Nathan stood by the wall, watching the older man with cold eyes. Nathan knew exactly what kind of father Duncan had been. He hadn’t forgotten how Fiona used to cry because her own father wouldn’t look her in the eye.
"You didn’t protect her then, Duncan," Nathan said, his voice hard. "You let Valerie and Catherine treat her like garbage. You stood by and did nothing while they broke her spirit. You’re only here because your DNA is the one thing Nikolai can’t fake."
Duncan winced as if Nathan had slapped him. "I know. I know I was a coward. I thought... I thought if I stayed quiet, the house would be peaceful. I was wrong."
Suddenly, the monitors began to beep a little faster. Fiona’s head moved on the pillow. Her eyes fluttered, then opened slowly. She blinked against the light, her gaze drifting around the room until it landed on the man sitting next to her.
"Dad?" she whispered.
Duncan froze. He hadn’t heard her call him that in years.
"Fiona," Duncan choked out, reaching for her hand but then pulling back, afraid she would shrink away from him.
Fiona’s brow furrowed.

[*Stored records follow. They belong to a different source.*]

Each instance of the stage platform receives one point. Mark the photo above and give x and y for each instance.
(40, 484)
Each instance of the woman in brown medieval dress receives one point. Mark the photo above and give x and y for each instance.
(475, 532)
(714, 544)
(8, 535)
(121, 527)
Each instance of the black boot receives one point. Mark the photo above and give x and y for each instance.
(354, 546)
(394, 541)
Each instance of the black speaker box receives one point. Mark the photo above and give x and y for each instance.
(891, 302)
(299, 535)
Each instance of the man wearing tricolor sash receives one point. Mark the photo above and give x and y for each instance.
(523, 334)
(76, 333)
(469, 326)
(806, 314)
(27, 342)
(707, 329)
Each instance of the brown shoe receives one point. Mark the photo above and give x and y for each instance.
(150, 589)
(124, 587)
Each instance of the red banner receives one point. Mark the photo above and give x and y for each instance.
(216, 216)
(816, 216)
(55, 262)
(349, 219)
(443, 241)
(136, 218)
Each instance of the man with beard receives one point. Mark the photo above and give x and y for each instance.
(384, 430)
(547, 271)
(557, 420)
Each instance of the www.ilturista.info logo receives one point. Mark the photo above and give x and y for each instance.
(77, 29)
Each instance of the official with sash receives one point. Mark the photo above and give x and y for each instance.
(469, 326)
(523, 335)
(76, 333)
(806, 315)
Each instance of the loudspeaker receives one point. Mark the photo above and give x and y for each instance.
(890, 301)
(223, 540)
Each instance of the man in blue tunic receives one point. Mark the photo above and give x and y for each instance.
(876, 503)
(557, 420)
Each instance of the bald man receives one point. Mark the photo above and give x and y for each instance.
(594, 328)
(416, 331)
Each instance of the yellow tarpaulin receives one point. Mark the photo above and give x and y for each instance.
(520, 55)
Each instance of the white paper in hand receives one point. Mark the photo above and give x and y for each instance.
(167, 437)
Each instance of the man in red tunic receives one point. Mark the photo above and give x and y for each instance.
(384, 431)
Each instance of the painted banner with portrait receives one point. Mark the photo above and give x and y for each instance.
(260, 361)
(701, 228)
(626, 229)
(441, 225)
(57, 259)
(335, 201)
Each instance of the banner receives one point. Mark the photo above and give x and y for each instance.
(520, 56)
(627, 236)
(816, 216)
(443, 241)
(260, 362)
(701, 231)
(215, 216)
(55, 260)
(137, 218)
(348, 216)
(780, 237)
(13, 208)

She looked confused, her mind still trapped in the "fake dating" days. "Why are you crying?"
She looked at Nathan, her eyes wide with a sudden, old fear. "Nathan, is my dad okay? Did something happen at the house? Why is he looking at me like that?"
Nathan stepped forward, his heart breaking for her. Even with her memory half-gone, her first instinct was to wonder if she was in trouble with her family.
"No one is in trouble, cupcake," Nathan said softly, glaring at Duncan to stay quiet for a second. "Your father just... he missed you. He came a long way to see you."
Fiona looked back at Duncan. She didn’t look happy; she looked wary, like a dog that expected to be kicked. "You came for me?"
Duncan sobbed openly now, covering his face with his hands. "I’m sorry, Fiona. I am so, so sorry for everything. For the silence. For all the times I didn’t speak up."
"I don’t understand," Fiona said, her voice trembling. "Why is everyone apologizing? Nathan, what’s going on?"